결과가 True가 나왔다면, 잘 다운받아졌다는 의미다.
반대로 False가 떠서 실패했다면, 입력한 스케일의 해당 날짜에 데이터가 존재하지 않기 때문에 그런 것이 확률이 제일 크다.

  
# Download simultaneously a set of files depicted in a paper of journal.
PaperDates = {'type': ['weekly']*8, \
    'scale':['state2state']*4 + ['county2county']*4, \
    'year':['2020']*8, 'month':['3','4','5','5']*2, 'day':['2','6','11','25']*2}
PaperDates = pd.DataFrame(PaperDates)
PaperDates

	type	scale	year	month	day
0	weekly	state2state	2020	3	2
1	weekly	state2state	2020	4	6
2	weekly	state2state	2020	5	11
3	weekly	state2state	2020	5	25
4	weekly	county2county	2020	3	2
5	weekly	county2county	2020	4	6
6	weekly	county2county	2020	5	11
7	weekly	county2county	2020	5	25

  
BasePath = './US_COVID_MOBILITY/weekly'
PaperDates.apply(lambda x: download_file(x.type, x.scale, x.year, x.month, x.day, output_folder=BasePath), axis=1)

  True
  True
  True
  True
  True
  True
  True
  True
dtype: bool

US Census Bureau Geographic Entities

이미지 출처: https://www.census.gov/content/dam/Census/data/developers/geoareaconcepts.pdf

US Geographical Shapefile

배포 중인 데이터셋에는 공간 스케일에 따라 부여되는 GEOID 라는 것이 있다. 이 코드는 US Census Bureau에서 공식적으로 사용하는 식별코드이다. STATE 스케일은 2-자릿수, COUNTY 스케일은 5-자릿수, CENSUS TRACT 스케일은 11-자릿수의 GEOID를 지니고 있다. 추후 Geographic Visualization을 위해 각 스케일에 대한 shapefile이 필요한데, 이 파일은 여기 US Census Bureau 홈페이지에서 찾아볼 수 있다.

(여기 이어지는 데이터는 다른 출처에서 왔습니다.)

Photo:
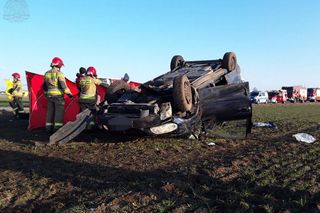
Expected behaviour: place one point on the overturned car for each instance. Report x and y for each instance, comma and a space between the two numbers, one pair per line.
193, 95
189, 99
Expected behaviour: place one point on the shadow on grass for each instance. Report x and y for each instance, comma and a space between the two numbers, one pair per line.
195, 187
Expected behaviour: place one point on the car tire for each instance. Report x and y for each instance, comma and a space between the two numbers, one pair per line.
229, 61
176, 61
182, 94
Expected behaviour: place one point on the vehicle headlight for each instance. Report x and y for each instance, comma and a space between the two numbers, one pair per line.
163, 129
165, 111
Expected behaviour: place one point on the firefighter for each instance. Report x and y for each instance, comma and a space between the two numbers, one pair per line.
55, 87
80, 75
17, 94
88, 89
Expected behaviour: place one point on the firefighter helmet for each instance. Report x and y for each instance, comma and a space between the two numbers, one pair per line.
16, 75
82, 70
125, 77
57, 62
91, 71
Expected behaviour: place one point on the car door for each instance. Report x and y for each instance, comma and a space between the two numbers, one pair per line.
226, 102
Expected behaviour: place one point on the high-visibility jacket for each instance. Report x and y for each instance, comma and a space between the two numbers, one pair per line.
17, 88
55, 83
88, 88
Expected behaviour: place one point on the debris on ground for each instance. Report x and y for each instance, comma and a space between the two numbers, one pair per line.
266, 124
304, 137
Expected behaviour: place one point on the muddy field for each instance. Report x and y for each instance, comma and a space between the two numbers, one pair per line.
268, 172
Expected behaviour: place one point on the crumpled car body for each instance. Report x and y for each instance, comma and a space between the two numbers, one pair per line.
191, 97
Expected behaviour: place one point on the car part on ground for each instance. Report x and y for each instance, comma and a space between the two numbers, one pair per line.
194, 96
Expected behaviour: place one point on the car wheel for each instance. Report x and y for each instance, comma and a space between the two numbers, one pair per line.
176, 61
182, 94
229, 61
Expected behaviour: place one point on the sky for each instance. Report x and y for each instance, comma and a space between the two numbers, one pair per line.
277, 42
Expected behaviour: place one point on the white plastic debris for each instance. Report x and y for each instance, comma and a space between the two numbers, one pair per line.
265, 124
304, 137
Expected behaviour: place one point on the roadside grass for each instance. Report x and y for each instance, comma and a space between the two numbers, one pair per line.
268, 172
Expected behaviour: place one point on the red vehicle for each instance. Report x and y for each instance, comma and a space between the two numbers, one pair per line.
296, 93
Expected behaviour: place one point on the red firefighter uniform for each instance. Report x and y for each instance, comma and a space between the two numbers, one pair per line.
55, 87
17, 94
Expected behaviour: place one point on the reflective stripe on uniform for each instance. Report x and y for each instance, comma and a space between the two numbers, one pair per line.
54, 91
87, 97
55, 83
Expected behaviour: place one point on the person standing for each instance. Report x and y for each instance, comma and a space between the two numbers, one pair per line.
88, 89
17, 94
55, 87
80, 75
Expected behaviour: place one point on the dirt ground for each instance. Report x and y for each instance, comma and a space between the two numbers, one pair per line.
99, 172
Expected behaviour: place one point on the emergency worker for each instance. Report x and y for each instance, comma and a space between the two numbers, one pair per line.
88, 89
55, 87
17, 94
80, 75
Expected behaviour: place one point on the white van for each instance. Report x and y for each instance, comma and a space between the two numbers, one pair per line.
259, 97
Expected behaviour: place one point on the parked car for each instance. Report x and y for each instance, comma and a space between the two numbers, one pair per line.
192, 97
296, 93
282, 96
259, 97
272, 96
313, 94
277, 96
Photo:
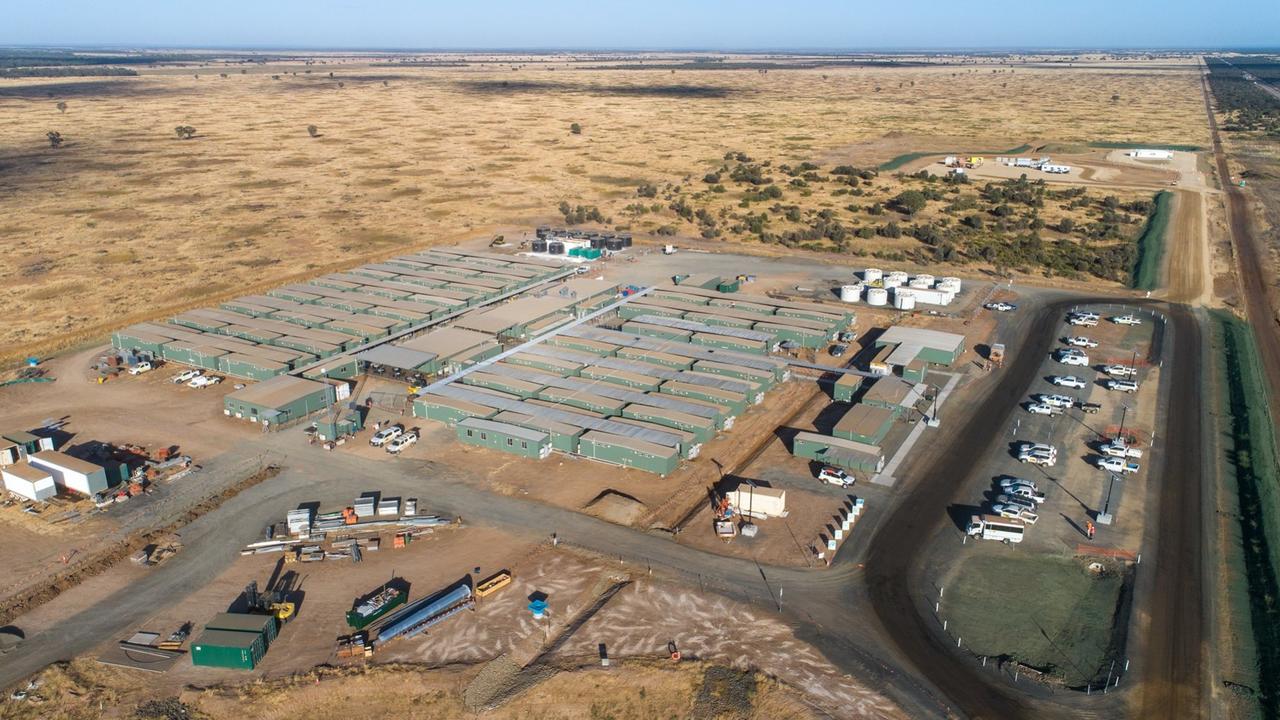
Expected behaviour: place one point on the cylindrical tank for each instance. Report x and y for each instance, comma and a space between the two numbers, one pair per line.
904, 300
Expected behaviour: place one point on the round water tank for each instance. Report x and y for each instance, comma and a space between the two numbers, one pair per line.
904, 300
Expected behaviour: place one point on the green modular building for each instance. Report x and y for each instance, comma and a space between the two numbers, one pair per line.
131, 340
544, 363
584, 400
659, 332
195, 355
763, 378
511, 386
656, 358
864, 423
449, 410
702, 429
630, 452
228, 648
850, 455
282, 399
583, 345
250, 367
264, 625
562, 434
515, 440
728, 342
634, 381
845, 387
735, 401
800, 336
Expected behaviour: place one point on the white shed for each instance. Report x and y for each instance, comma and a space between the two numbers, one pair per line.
30, 482
758, 502
71, 473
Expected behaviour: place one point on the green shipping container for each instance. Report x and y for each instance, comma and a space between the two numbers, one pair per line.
228, 648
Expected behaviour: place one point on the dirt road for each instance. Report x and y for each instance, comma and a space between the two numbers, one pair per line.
1170, 665
1252, 265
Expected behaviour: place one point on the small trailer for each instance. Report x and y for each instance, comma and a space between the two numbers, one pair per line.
993, 527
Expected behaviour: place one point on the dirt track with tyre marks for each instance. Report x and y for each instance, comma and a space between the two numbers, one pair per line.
1170, 665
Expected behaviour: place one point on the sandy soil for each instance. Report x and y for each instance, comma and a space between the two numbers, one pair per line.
254, 200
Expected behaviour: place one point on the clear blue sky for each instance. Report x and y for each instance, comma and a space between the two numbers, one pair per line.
844, 24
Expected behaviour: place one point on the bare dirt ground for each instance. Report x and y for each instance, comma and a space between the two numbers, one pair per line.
252, 200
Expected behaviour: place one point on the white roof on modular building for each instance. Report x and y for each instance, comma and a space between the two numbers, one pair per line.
513, 431
681, 349
704, 328
396, 356
560, 415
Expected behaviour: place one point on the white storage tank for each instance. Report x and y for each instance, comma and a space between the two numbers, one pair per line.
904, 299
950, 285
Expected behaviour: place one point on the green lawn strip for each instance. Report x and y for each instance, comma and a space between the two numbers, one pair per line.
1257, 481
912, 156
1151, 244
1115, 145
1048, 613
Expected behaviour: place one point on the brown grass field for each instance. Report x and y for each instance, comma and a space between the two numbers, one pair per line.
126, 220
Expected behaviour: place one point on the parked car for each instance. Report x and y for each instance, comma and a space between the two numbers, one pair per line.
385, 434
1073, 359
401, 441
1120, 370
1024, 492
1015, 511
184, 376
1123, 386
1009, 481
835, 477
1118, 465
1061, 401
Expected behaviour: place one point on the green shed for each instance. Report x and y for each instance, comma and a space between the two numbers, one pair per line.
515, 440
630, 452
864, 423
228, 648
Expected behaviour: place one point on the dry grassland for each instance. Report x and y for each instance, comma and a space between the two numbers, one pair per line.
128, 222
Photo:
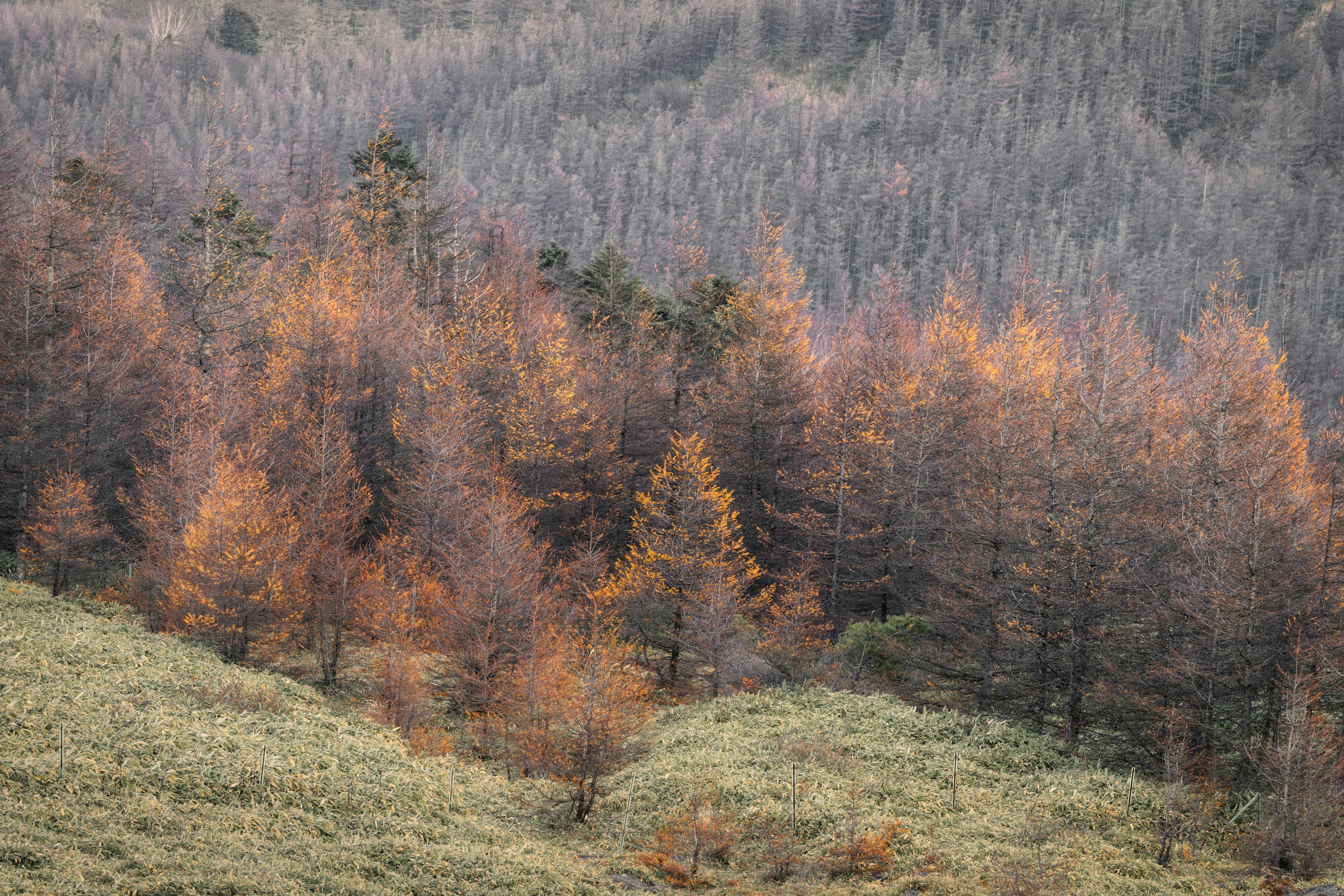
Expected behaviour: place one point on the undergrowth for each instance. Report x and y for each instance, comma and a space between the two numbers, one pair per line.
163, 792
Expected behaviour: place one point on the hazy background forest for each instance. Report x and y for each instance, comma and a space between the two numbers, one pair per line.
557, 359
1150, 140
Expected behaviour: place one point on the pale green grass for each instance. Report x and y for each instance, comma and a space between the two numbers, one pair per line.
162, 796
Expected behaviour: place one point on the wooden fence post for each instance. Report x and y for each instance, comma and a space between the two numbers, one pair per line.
625, 819
955, 762
793, 809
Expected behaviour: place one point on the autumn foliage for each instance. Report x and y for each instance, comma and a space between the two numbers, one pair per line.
371, 429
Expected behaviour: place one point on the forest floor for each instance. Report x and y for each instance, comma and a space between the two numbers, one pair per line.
159, 790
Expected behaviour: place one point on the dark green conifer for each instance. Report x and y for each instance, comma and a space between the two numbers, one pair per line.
238, 30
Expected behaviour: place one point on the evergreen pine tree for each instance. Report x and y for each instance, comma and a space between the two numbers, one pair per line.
238, 30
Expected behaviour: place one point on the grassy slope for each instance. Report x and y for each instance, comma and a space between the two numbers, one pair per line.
160, 793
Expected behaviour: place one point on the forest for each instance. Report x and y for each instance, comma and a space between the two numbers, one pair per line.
555, 367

나는 2020년 데이터를 뜯어볼 것이기에 2020년 기준의 shapefile을 내려받아 사용하였다. 그리고 본 글에서는 Contiguous United States (‘하와이주’, ‘알래스카주’를 제외한 Lower 48 States + 워싱턴 D.C) 부분만 살펴보도록 한다.

  
def bar_custom(current, total, width=80):
    width=30
    avail_dots = width-2
    shaded_dots = int(math.floor(float(current) / total * avail_dots))
    percent_bar = '[' + '■'*shaded_dots + ' '*(avail_dots-shaded_dots) + ']'
    progress = "%d%% %s [%d / %d]" % (current / total * 100, percent_bar, current, total)
    return progress
    
wget.download(url='https://www2.census.gov/geo/tiger/TIGER2020/STATE/tl_2020_us_state.zip', out=os.getcwd(), bar=bar_custom)
wget.download(url='https://www2.census.gov/geo/tiger/TIGER2020/COUNTY/tl_2020_us_county.zip', out=os.getcwd(), bar=bar_custom)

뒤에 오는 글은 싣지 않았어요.